Akankah Era Kelam Orde Baru Terulang Kembali ?

Era Orde Baru yang bengis, kejam dan memasung kebebasan masyarakat akan akan segera dipraktekkan dalam pemerintahan yang mengaku demokratis dan reformis ini. Dari yang hendak diterapkannya UU intelejen yang kontroversi sampai mengerahkan aparat untuk mengawasi ceramah-ceramah keagamaan yang padahal kebebasannya telah diatur oleh UUD 1945 pasal 29.

Lucu juga bila sampai hal ini terjadi. Aparat sebagai penjaga dan pengayom masyakarat malah bekerja untuk memata-matai rakyatnya dan dituduh pula mengajarkan ajaran terorisme. Bila semua elemen masyarakat jujur sebenarnya ajaran Tauhid, Syariat dan jihad adalah bagian yang tak terpisahkan dalam Islam. Ada di kitab suci Al-Qur’an dan Hadist yang sampai hari ini belum dihapus oleh Allah SWT. Lain soal kalau pemerintah akan menghapusnya dari rujukan tertinggi umat Islam. Mungkin bisa untuk mencegah orang untuk tidak bicara Tauhid, Syariah dan Jihad.
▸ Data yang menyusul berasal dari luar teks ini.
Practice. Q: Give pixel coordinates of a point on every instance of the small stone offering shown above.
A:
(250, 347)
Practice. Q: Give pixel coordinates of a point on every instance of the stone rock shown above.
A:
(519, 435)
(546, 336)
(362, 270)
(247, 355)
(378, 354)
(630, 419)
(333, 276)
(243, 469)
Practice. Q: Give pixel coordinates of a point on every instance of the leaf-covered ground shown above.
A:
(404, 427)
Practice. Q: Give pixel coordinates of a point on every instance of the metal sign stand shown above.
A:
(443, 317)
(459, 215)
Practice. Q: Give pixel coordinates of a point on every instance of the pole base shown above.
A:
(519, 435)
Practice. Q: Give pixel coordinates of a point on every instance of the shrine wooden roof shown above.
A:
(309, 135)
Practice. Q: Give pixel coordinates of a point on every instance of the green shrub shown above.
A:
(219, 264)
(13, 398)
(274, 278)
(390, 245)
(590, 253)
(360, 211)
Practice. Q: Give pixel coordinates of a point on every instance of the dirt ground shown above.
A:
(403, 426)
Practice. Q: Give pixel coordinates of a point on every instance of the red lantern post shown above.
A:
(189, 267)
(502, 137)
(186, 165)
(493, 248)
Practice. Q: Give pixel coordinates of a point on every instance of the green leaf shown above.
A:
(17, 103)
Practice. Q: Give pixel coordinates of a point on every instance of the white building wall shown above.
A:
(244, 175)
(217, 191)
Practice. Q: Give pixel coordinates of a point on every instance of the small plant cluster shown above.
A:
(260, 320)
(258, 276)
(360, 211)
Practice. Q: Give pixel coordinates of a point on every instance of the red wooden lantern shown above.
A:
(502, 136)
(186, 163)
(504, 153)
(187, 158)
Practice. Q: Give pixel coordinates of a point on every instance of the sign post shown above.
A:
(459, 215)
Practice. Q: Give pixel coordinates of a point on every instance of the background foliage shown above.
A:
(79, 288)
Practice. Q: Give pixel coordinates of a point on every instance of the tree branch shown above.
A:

Sinyal untuk membrangus kebebasan berbicara, berekspersi dan mengeluarkan pendapat mendapat tantangan keras di rapat koordinasi Penanggulangan Terorisme yang diselenggarakan pada tanggal 25 Juli 2011 oleh Badan Nasional Penanggulangan Terorisme, dengan dihadiri oleh Menkopolhukam, Panglima TNI, Kapolri, Kasad, Wakil Jaksa Agung dan perwakilan dari kepolisian, kejaksaan dan TNI. Padahal definisi teroris tidak jelas dan pasti tidak kemana-kemana, umat Islam menjadi target komoditas elite papan atas ini agar proyek atas nama perang melawan teror terus berjalan.

Padahal menurut Direktur Eksekutif Imparsial, Poengky Indarti dalam pernyataannya yang diterima Tribunnews.com, Rabu (27/7/2011) bahwa pelibatan unsur-unsur yang bukan dari POLRI adalah ilegal, Menurutnya, hingga kini Pemerintah dan DPR masih belum membuat Undang-Undang Tugas Perbantuan. Bahkan Presiden mengeluarkan Keputusan Presiden (Keppres) yang mengatur pelibatan TNI dalam penanggulangan terorisme. Di sisi lain, UU Teroris juga masih belum mengatur tentang pelibatan TNI dalam menanggulangi terorisme.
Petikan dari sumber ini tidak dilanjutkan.